Bu tamamen bir algı kirliliğinden kaynaklanıyor. Şu kısa dönemde bir baskı hissedilebilir belki. İdareciler, avukatlara güven vermeli. Çünkü savunma, temel bir haktır. Savunma hakkı verilmezse, hem yurttaşlara hem de yurtdışında konunun ilgililerine bu davaları savunma şansınız kalmayacak. Ayrıca bu davalardan istediğiniz sonucu elde etme şansınız da kalmayacak. Gerçek bir yargılama istiyorsanız, savunmaya tüm silahları vermelisiniz. Silahların eşit olması, temel prensiptir. Avukatlar, süphelilerin veya sanıkların lehine olacak delilleri toplamak zorunda. Ama bunu yapması için, sanığın veya şüphenin neyle suçlandığını bilmesi gerekir. Doğrudan doğruya suçu bilmeden savunma yapmak, hiçbir ceza hukuk sisteminde yoktur. Normal şartlarda isnadı ispat etmek gerekirken, iş öyle bir hale geldi ki suçu işlemediğinizi siz ispat etmek durumundasınız.
FETÖ davalarında avukatların yüksek ücret talep ettiği iddiasına katılıyor musunuz?

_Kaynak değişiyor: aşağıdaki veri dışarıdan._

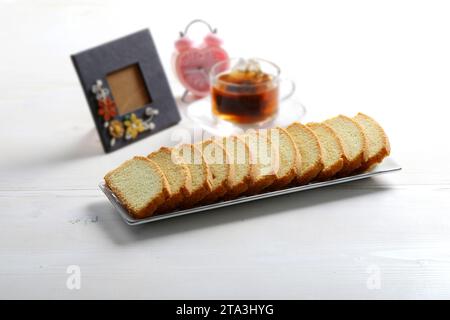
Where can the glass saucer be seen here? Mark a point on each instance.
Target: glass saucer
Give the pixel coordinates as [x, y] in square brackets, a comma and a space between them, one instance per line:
[200, 113]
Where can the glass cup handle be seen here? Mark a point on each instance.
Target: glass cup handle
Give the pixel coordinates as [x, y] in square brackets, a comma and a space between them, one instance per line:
[288, 94]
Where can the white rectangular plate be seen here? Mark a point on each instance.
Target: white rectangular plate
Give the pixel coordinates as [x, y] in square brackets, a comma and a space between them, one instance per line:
[388, 165]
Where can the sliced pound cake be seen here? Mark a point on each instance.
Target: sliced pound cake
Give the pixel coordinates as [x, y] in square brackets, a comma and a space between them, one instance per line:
[353, 141]
[192, 157]
[308, 146]
[332, 150]
[289, 158]
[239, 157]
[378, 146]
[219, 165]
[177, 174]
[139, 185]
[261, 156]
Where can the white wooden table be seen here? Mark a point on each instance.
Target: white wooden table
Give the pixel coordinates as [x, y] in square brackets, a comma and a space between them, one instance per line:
[387, 237]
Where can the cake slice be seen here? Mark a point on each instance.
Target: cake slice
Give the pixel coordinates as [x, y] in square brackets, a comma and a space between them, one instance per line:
[353, 141]
[192, 157]
[308, 146]
[216, 158]
[139, 185]
[378, 146]
[332, 150]
[261, 156]
[289, 159]
[176, 173]
[239, 156]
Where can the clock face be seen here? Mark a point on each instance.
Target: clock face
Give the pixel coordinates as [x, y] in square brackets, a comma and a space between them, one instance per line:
[193, 66]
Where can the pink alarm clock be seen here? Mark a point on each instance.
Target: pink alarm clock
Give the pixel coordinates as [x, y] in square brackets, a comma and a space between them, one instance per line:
[192, 63]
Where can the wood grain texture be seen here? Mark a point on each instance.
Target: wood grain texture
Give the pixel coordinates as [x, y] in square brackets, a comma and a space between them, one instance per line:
[317, 244]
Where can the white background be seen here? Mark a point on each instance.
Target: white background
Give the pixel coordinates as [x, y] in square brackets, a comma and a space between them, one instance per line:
[389, 59]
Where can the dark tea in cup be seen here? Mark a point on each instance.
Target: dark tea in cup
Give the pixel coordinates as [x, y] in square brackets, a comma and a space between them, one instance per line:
[246, 92]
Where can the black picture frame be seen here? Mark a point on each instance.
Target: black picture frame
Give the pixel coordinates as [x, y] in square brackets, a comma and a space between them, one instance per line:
[96, 63]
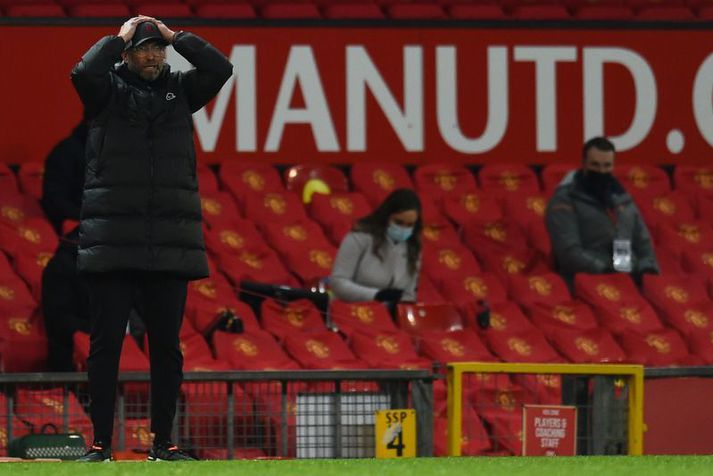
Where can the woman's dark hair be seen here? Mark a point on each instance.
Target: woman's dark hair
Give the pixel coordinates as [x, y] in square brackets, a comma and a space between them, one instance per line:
[400, 200]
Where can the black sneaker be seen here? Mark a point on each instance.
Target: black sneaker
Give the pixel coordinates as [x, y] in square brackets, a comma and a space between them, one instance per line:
[97, 453]
[169, 452]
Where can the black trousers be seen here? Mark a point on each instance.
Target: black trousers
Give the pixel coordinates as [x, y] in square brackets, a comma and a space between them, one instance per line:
[161, 301]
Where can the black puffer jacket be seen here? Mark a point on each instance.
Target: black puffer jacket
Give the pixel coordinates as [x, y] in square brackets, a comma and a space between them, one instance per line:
[141, 209]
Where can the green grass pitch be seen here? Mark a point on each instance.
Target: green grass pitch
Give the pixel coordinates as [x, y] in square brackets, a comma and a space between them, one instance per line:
[505, 466]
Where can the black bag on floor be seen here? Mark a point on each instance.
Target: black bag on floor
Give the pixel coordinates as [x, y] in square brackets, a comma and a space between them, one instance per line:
[65, 446]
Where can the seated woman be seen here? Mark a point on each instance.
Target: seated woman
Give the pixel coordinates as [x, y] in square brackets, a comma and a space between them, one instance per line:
[380, 258]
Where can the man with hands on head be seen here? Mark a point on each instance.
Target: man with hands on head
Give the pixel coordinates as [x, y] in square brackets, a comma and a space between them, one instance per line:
[140, 236]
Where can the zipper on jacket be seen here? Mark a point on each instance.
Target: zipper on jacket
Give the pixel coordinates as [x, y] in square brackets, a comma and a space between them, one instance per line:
[149, 208]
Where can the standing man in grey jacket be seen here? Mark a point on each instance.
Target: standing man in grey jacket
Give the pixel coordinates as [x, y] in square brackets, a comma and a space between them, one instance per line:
[593, 223]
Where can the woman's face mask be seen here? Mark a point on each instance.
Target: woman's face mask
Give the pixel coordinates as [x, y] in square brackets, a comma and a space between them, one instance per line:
[399, 233]
[401, 225]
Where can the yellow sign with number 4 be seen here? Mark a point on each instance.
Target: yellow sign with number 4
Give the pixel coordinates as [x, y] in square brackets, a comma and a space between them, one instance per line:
[395, 433]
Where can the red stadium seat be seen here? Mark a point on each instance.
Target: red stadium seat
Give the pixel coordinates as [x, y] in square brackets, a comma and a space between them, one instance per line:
[218, 208]
[31, 236]
[440, 180]
[256, 264]
[505, 317]
[30, 177]
[690, 179]
[618, 304]
[376, 180]
[23, 343]
[39, 10]
[524, 346]
[99, 10]
[242, 179]
[17, 209]
[471, 206]
[508, 263]
[298, 175]
[252, 351]
[444, 262]
[525, 208]
[502, 179]
[233, 237]
[540, 12]
[642, 179]
[163, 10]
[208, 301]
[274, 207]
[703, 203]
[466, 11]
[440, 234]
[421, 319]
[655, 349]
[369, 317]
[282, 320]
[683, 301]
[565, 315]
[225, 10]
[427, 292]
[290, 10]
[353, 11]
[304, 249]
[665, 13]
[207, 180]
[15, 298]
[294, 236]
[416, 11]
[665, 209]
[337, 212]
[387, 350]
[698, 261]
[683, 236]
[8, 182]
[547, 288]
[604, 12]
[587, 346]
[457, 346]
[30, 267]
[467, 288]
[701, 345]
[321, 350]
[492, 238]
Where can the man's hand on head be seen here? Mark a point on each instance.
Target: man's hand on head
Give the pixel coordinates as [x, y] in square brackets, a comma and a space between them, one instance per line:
[127, 30]
[166, 32]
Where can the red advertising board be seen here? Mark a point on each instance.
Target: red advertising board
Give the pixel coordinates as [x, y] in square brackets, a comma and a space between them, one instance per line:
[549, 430]
[403, 94]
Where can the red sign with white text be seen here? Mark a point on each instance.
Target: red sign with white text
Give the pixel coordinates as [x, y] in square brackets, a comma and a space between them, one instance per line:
[409, 94]
[549, 430]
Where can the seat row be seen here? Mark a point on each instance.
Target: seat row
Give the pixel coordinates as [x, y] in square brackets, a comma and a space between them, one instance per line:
[357, 10]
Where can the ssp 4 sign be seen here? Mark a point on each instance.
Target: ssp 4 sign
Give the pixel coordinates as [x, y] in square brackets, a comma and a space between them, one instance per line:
[395, 433]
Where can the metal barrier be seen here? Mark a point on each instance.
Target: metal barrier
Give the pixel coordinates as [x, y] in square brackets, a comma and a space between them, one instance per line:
[608, 397]
[226, 415]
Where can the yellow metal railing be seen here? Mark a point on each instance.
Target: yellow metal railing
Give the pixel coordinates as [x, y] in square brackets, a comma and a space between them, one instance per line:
[634, 373]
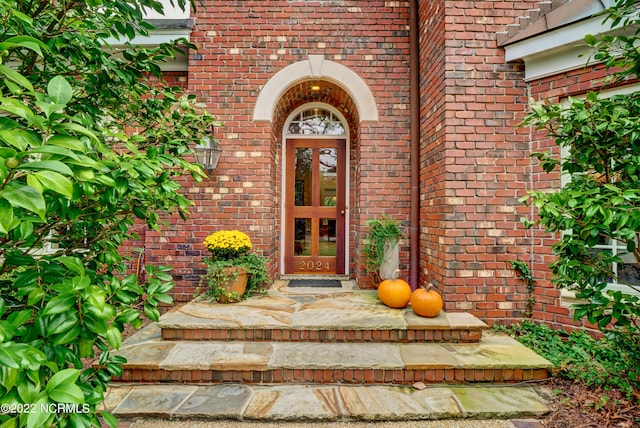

Ben bu tür davaları kabul etmedim. Ama meslektaşlarımdan biliyorum ki, diğer davalarda nasıl bir ücretlendirilmeye gidiliyorsa, FETÖ davalarında da aynı bedel isteniyor. Tabii ‘fırsat bu fırsat’ deyip yüksek bedel isteyenler olabilir. Ama zaten herkes ekonomik gücüne göre bir avukat tutuyor. Bu davaların ücretinin daha yüksek olmasının nedeni, yargılamaların uzun sürecek olmasından kaynaklanıyor. Sincan’da ana davayla birleştirilirse, avukatlar sürekli Ankara’ya gitmek zorunda kalacak ve çok uzun bir mesai harcayacaklar.
“AVUKAT GELİRLERİ DÜŞÜYOR…”
Kuşkusuz kişiden kişiye göre değişir ancak genel olarak avukatlık, günümüzde iyi para kazandıracak bir meslek midir?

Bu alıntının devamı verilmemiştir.